Hello and welcome to Paper of the Day (Po’D): Demixing Pursuit Edition.

Today’s interesting paper comes from a conference in 2006

devoted to blind source separation (BSS):

S. Lesage, S. Krstulovic, and R. Gribonval,

“Underdetermined source separation:

Comparison of two approaches based on sparse decompositions,”

in Proc. Int. Conf. Independent Component Analysis Blind Source Separation,

(Charleston, South Carolina), pp. 633-640, Mar. 2006.

The authors compare two approaches to BSS using sparse approximation,

both of which know the mixing matrix.

This is in contrast to Gribonval’s stereo matching pursuit (reviewed Monday)

where the mixing matrix (and number of sources)

is estimated from the decomposition parameters,

and each source is reconstructed from the relevant atoms.

The authors propose two methods that assume

near perfect knowledge of the mixing matrix (and thus the number of sources).

In the first case, “multichannel matching pursuit,”

the authors decompose all mixtures in parallel with MP and a monochannel dictionary.

After decomposition each atom is assigned to a source

based on maximizing the magnitude projection of its weights (across mixtures)

onto each row of the mixing matrix (where \(\MX = \MA\MS\)

are the mixtures, and \(\MA\) is the mixing matrix).

They also propose a variant of this by relaxing the assumption of

“one atom one source,” so that an atom can belong to several sources.

In the second case, “demixing pursuit,” a monochannel dictionary is turned into

a dictionary of “directional” multichannel atoms created with the mixing matrix in mind.

In contrast to the first approach, the mixing matrix is incorporated into the dictionary.

MP is then run on the matrix of mixtures,

and the sources are reconstructed as before.

The authors perform several tests on mixtures of three signals:

“piano,” “drums,” and “cello” (I still have no idea if the instruments are playing together,

as in a wedding band, or if they are from separate pieces, as in different cars in the Parisian metro).

They consider two different dictionaries: a complete short-term Fourier transform dictionary (monoresolution),

and an overcomplete multiresolution time-frequency dictionary.

The authors also perform “smoothing” in the sparse approximation process,

which essentially performs several decompositions with the signal slightly

shifted relative to the dictionary, and then an averaging of the decomposition parameters

(which sounds a lot like the method proposed in

P. J. Durka, D. Ircha, and K. J. Blinowska, “Stochastic time-frequency dictionaries for matching pursuit,”

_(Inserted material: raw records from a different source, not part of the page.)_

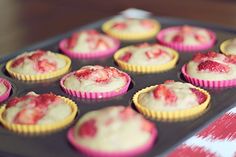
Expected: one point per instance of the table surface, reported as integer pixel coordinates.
(26, 22)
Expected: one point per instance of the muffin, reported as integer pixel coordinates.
(5, 89)
(89, 44)
(37, 113)
(113, 131)
(146, 58)
(38, 65)
(94, 82)
(228, 47)
(131, 29)
(211, 70)
(187, 38)
(171, 101)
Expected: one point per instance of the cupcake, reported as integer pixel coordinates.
(228, 47)
(38, 65)
(146, 58)
(211, 70)
(89, 44)
(131, 29)
(33, 113)
(94, 82)
(187, 38)
(113, 132)
(5, 89)
(171, 101)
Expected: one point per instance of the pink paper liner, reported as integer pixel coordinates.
(182, 47)
(97, 153)
(88, 55)
(7, 93)
(94, 95)
(208, 83)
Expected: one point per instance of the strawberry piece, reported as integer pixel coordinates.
(101, 43)
(88, 128)
(46, 66)
(126, 57)
(83, 73)
(72, 41)
(154, 54)
(230, 59)
(147, 126)
(168, 94)
(101, 76)
(37, 55)
(147, 23)
(178, 38)
(28, 116)
(92, 32)
(13, 102)
(200, 38)
(119, 25)
(127, 113)
(17, 62)
(213, 66)
(201, 97)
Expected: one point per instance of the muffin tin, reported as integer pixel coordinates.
(170, 133)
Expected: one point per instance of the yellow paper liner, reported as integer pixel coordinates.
(223, 46)
(146, 69)
(43, 128)
(183, 114)
(38, 77)
(106, 27)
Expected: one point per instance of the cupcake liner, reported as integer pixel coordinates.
(171, 115)
(207, 83)
(97, 153)
(223, 46)
(88, 55)
(181, 47)
(5, 95)
(40, 129)
(145, 69)
(95, 95)
(106, 27)
(38, 77)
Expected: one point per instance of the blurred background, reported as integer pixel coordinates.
(24, 22)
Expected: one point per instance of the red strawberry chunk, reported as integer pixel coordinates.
(120, 25)
(88, 128)
(72, 40)
(127, 113)
(178, 38)
(101, 76)
(154, 54)
(213, 66)
(201, 97)
(28, 116)
(147, 23)
(46, 66)
(37, 55)
(126, 56)
(163, 91)
(230, 59)
(17, 62)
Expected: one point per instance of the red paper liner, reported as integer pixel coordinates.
(88, 55)
(95, 95)
(208, 83)
(182, 47)
(5, 95)
(97, 153)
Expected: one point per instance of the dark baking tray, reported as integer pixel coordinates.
(170, 133)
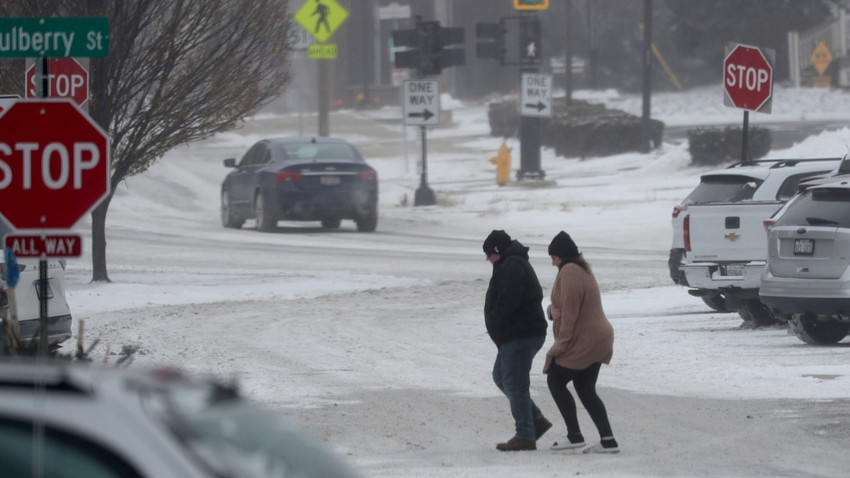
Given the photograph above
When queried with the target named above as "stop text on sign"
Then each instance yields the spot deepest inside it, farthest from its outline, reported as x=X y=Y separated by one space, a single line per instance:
x=57 y=164
x=67 y=78
x=742 y=76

IEEE Trans. Signal Process., vol. 49, pp. 507-510, Mar. 2001).

For three distortion measures (source-artifact, source-interference, and source-distortion),

the authors find that the demixing pursuit performs more competitively

with the larger dictionary as the approximation model order increases.

The authors also explored the effect of imprecise knowledge of the mixing matrix

by adjusting all directions by a small angle \([-\pi/16,\pi/16]\).

The source-interference distortion measure shows the greatest variability in this case.